Covid Largo: Un estudio found that in white, middle-aged, female individuals, so-called “healthy BMI” and sleep duration were associated with reducing long COVID risk by about 15%.

This study suffered from demographic narrowness limiting generalizability. Further research is needed to understand risk factors of Long COVID among other population groups in order to properly identify racial and ethnic disparities.

Vincent Mor makes a comparison of Long COVID with stroke recovery, where it’s known that material economic conditions make large trajectory differences; given the number of folks with long COVID, this will be yet another mechanism increasing inequality.

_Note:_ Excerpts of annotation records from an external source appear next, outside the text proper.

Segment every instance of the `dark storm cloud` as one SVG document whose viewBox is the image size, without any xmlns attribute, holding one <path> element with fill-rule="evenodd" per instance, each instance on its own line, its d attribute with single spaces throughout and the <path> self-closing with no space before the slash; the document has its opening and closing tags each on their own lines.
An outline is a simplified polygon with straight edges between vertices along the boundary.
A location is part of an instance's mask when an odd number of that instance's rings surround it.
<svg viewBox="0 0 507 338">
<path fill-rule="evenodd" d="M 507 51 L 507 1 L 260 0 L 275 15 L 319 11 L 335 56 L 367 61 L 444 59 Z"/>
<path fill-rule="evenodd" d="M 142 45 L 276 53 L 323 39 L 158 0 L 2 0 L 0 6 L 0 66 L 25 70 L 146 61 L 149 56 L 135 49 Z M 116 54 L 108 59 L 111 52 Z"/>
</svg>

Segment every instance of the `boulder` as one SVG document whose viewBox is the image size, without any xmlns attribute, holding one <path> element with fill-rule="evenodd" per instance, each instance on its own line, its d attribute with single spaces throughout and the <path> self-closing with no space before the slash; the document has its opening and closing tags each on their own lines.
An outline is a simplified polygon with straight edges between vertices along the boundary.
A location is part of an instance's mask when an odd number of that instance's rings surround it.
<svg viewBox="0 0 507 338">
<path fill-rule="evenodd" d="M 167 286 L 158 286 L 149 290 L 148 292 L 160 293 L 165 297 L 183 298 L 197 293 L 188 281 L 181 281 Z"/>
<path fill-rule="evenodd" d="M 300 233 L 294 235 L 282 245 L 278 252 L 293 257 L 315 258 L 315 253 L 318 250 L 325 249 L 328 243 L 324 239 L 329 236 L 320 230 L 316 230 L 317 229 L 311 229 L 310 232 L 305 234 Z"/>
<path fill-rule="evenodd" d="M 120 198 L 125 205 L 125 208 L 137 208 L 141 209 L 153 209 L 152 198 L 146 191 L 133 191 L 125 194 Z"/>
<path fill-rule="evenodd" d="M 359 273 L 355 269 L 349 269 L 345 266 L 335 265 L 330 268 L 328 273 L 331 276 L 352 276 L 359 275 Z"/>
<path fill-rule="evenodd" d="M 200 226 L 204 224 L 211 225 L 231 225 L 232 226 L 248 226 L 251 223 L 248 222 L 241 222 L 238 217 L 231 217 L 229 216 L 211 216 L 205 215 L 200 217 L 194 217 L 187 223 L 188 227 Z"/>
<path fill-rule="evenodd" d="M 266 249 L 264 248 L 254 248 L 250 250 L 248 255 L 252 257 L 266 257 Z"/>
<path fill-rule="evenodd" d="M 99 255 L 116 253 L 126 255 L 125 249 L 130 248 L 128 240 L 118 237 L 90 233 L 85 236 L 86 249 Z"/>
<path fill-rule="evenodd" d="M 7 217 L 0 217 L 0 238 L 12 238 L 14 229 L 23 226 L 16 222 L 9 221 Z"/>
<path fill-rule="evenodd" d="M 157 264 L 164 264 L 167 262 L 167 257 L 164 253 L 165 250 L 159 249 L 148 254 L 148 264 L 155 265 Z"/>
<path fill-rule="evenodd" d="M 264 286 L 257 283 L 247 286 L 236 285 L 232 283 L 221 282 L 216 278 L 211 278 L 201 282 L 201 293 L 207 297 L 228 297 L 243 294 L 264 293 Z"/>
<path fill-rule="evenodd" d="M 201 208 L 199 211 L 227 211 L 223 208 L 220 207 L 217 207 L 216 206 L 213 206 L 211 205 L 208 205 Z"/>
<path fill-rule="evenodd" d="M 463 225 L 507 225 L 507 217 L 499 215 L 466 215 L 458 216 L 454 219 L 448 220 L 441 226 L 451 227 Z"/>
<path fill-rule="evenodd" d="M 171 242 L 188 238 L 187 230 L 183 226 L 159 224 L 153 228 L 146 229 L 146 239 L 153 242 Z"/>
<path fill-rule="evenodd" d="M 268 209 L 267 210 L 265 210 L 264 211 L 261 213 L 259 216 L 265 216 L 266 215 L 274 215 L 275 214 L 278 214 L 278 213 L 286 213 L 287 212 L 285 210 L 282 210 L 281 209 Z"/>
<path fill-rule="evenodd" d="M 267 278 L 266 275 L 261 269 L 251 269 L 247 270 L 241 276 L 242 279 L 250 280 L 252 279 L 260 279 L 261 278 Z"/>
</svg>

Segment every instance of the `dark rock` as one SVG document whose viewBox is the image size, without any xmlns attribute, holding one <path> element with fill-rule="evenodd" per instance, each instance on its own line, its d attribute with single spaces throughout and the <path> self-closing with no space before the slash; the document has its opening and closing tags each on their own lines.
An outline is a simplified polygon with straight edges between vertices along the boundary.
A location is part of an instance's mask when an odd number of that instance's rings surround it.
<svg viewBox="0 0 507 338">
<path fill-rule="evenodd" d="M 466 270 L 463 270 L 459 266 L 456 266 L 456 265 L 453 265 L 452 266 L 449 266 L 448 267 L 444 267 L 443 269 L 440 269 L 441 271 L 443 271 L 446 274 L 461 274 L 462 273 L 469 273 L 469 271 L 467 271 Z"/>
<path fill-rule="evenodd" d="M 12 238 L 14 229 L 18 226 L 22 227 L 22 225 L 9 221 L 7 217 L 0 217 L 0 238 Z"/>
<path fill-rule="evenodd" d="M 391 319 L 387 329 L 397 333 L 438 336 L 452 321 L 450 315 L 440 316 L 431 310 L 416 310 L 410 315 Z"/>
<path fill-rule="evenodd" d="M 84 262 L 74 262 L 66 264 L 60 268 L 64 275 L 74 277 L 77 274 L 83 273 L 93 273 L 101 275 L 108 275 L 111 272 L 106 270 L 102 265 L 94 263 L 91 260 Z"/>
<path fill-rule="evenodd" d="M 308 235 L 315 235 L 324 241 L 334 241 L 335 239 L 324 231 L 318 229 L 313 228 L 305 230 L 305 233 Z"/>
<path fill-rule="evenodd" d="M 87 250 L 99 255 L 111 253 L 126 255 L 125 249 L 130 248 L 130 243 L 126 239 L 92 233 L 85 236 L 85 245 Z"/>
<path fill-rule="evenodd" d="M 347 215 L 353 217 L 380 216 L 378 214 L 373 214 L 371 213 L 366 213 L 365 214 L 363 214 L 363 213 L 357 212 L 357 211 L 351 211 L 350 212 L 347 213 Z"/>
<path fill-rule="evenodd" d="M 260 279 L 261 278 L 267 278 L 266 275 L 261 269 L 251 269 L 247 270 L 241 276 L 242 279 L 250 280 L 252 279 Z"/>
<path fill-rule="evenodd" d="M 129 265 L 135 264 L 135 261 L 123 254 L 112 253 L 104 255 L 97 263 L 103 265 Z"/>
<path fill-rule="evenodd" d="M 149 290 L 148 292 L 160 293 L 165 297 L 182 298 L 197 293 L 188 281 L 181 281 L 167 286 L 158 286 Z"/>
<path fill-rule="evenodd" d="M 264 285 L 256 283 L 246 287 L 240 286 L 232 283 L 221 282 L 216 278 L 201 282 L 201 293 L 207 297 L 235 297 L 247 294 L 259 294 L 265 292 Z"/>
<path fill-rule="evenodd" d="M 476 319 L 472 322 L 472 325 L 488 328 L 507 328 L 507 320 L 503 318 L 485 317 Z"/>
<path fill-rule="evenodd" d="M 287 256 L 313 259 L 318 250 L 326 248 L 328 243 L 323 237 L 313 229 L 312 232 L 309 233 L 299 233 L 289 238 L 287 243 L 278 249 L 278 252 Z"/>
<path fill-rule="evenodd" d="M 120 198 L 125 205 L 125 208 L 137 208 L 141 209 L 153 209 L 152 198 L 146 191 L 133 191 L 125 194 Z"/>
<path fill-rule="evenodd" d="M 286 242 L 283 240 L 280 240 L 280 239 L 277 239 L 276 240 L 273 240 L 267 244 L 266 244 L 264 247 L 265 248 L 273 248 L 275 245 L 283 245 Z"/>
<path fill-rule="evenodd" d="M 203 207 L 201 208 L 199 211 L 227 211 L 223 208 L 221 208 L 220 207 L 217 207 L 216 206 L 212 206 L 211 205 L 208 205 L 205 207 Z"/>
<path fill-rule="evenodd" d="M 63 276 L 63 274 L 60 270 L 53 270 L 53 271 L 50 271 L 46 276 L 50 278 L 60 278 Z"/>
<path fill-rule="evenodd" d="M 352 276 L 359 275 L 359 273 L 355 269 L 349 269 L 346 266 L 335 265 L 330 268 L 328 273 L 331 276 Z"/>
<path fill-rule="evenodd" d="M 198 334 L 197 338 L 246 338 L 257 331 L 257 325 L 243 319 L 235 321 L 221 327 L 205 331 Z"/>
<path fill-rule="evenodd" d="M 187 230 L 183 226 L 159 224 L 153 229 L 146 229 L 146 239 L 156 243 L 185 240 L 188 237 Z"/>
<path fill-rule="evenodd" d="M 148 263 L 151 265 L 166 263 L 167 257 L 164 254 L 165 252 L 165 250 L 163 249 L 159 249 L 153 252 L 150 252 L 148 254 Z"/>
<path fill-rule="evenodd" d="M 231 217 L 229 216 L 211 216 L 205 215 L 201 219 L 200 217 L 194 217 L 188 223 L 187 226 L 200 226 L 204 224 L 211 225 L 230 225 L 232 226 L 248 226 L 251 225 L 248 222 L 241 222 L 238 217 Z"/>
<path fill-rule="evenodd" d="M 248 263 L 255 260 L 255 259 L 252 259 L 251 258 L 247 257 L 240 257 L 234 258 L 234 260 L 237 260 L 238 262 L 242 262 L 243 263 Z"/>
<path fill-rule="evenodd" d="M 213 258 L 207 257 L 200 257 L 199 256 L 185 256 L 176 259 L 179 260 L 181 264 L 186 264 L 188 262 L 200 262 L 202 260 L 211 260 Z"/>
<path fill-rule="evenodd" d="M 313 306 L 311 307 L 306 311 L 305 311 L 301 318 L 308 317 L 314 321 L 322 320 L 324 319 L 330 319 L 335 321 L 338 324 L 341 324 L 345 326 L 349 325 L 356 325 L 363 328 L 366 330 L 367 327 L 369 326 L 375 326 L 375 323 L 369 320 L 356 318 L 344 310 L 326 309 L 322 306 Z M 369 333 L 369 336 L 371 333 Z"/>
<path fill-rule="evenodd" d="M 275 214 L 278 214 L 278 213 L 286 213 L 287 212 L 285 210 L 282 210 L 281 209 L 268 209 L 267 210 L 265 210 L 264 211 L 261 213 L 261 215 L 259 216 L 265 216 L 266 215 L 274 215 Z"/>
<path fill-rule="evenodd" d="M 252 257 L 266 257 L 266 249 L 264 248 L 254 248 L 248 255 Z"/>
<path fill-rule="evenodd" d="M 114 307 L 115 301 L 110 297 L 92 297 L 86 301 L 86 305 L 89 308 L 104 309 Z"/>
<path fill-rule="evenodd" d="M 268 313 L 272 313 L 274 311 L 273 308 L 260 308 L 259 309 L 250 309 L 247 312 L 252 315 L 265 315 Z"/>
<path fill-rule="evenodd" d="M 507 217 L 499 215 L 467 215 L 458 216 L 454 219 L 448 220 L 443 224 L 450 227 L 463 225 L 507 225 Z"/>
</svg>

Treatments: Un estudio found that VV116, an oral antiviral developed in China, has fewer adverse events than Paxlovid and is otherwise equivalent, showing that exceptional societal cost to US medicine is not necessarily borne out in exceptional medications.

There is some evidence that a developing interferon injection might reduce likelihood of severe COVID outcomes, but due to small sample size and lack of high effect strength evidence is not very strong and requires further research and evaluation.

A consortium of researchers associated COVID during pregnancy with increased risk of severe complications or death, both to the pregnant individual and their child. Vaccination roughly halved the risk.

A study found that Molnupiravir increases the mutation rate of COVID, likely due to it attempting to prevent COVID RNA from replicating by mutating it, but sometimes failing and instead creating viable, mutated, virions.

Vaccines: Two (1, 2) separate studies found that the UK decision to increase time between first and second dose of mRNA vaccine from 3 to 12 weeks prevented roughly 10,000 deaths.

El CDC added COVID vaccines to its youth and adult recommendation schedules, although non-federal state or local jurisdictions determine school requirements and may not heed this recommendation.

Pronóstico: In addition to the consequences of ending the PHE reported last week – losing access to Medicaid & telehealth –  a pandemic-era boost to SNAP has already ended in 18 states, with the rest to follow at the end of February.

The government will also likely fail to prevent drug companies from raising the price of mRNA vaccines to more than $110 a dose, creating further disparate impact to those who have insurance and those who do not.

While we await the possible end of the public health emergency, Johns Hopkins University is shutting down its influential tracker. They cite, somewhat contradictingly, both redundancy with the CDC’s tracker and the increasing insufficiency of state government reporting. This makes us even more dependent on the perversely incentivized federal government.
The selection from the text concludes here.